1 – De l’empirisme à la thérapeutie

Le soin et l’entretien de son corps et son esprit par des moyens naturels existe depuis le début de l’humanité, l’Homme s’est toujours soigné par les plantes, la terre, les aliments, l’eau où le jeûne. Et avec le temps et les avancées scientifiques et médicinales, peu à peu, ces techniques empiriques eurent un but plus thérapeutique : moins prévenir  et d’avantage guérir la maladie.

Tout d’abord par des médecines traditionnelles encore connues aujourd’hui : l’Ayurveda, la Médecine Chinoise, sumérienne et la médecine Grecque.

C’est entre -460 et -377 av. J-C, dans la Grèce Antique que la médecine atteindra une connaissance encore utilisé aujourd’hui comme référence (par les Allopathes ou Naturopathes) grâce à Hippocrate. Le philosophe et médecin a rédigé le « Serment d’Hippocrate » et de ce document se base les principes fondamentaux de la Naturopathie d’aujourd’hui, en voici des extraits :

 

« Que ton aliment soit ta seule médecine »

« L’homme doit harmoniser l’esprit et le corps »

« La force qui est en chacun de nous est notre plus grand médecin »

« Si tu es malade, recherche d’abord ce que tu as fait pour le devenir »

 

De ce serment, dans l’antiquité jusqu’au XVIIème siècle, la Naturopathie était la médecine commune à tous.

 

2 – La scission entre corps et esprit

A partir du XVIIème siècle, l’apparition du rationalisme et des pensées matérialistes dans la société occidentale vont profondément bouleverser les principes de la médecine. Par un raisonnement cartésien, le monde occidental cherchera à tout démontrer par des analyses scientifiques.
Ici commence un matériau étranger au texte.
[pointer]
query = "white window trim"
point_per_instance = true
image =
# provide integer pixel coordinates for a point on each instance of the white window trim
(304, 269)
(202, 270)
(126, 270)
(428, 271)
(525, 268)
Diderot au XVIIIème siècle mettait déjà en garde les scientifiques «  On risque autant à croire trop qu’à croire trop peu. » Et les scientifiques partaient du principe que ce qui est démontrable existe, et ce qui ne l’est pas n’existe donc pas. C’est par cette approche qu’à partir du XVIIème siècle qu’une scission entre corps et esprit est établie dans la médecine.

 

Photo d'une branche avec des baies et des feuilles vertes

 

3 – Le rejet des médecines conventionnelles pour une médecine plus naturelle

Cependant, en Allemagne au XIXème siècle, Sebastian Kneipp rejettera la médecine conventionnelle et soignera sa tuberculose pars des moyens naturels.  Il travaillera également à montrer les vertus thérapeutiques de l’eau et de certaines plantes.

Aux États-Unis, Benedict Lust fonde l’american school of naturopathy en 1901 à New York, il y délivre des diplômes peu à peu reconnus dans différents états.

Néanmoins, le rapport Abraham Flexner de la fondation Carnegie pour la promotion de l’enseignement mit en évidence un écart de santé entre les américains sous l’emprise d’une médecine traditionnelle et des européens qui eux bénéficiaient déjà de médicaments moderne (ex : la pénicilline)

A partir de ce rapport, la naturopathie décline donc aux États-Unis dans les années 1930, pourtant conquise par une partie du public suisse et allemand. Après la seconde guerre mondiale la naturopathie s’installe de manière stable en suisse et en Bavière mais également en France, en Angleterre  et de nouveau aux Etats-Unis  à la faveur du mouvement New Age.

 

 

Conclusion

Aujourd’hui la naturopathie est avant tout une hygiène de vie qui traite l’homme en globalité par le biais de moyens naturels dans le but de prévenir et améliorer l’état de santé des individus au quotidien.

La naturopathie est une synthèse de l’alimentation, du sommeil, de la santé mentale et d’exercices physiques.

La Naturopathie est reconnue aujourd’hui comme une thérapie non conventionelle par le Parlement Européen et comme médecine complémentaire par l’organisation mondiale de la santé.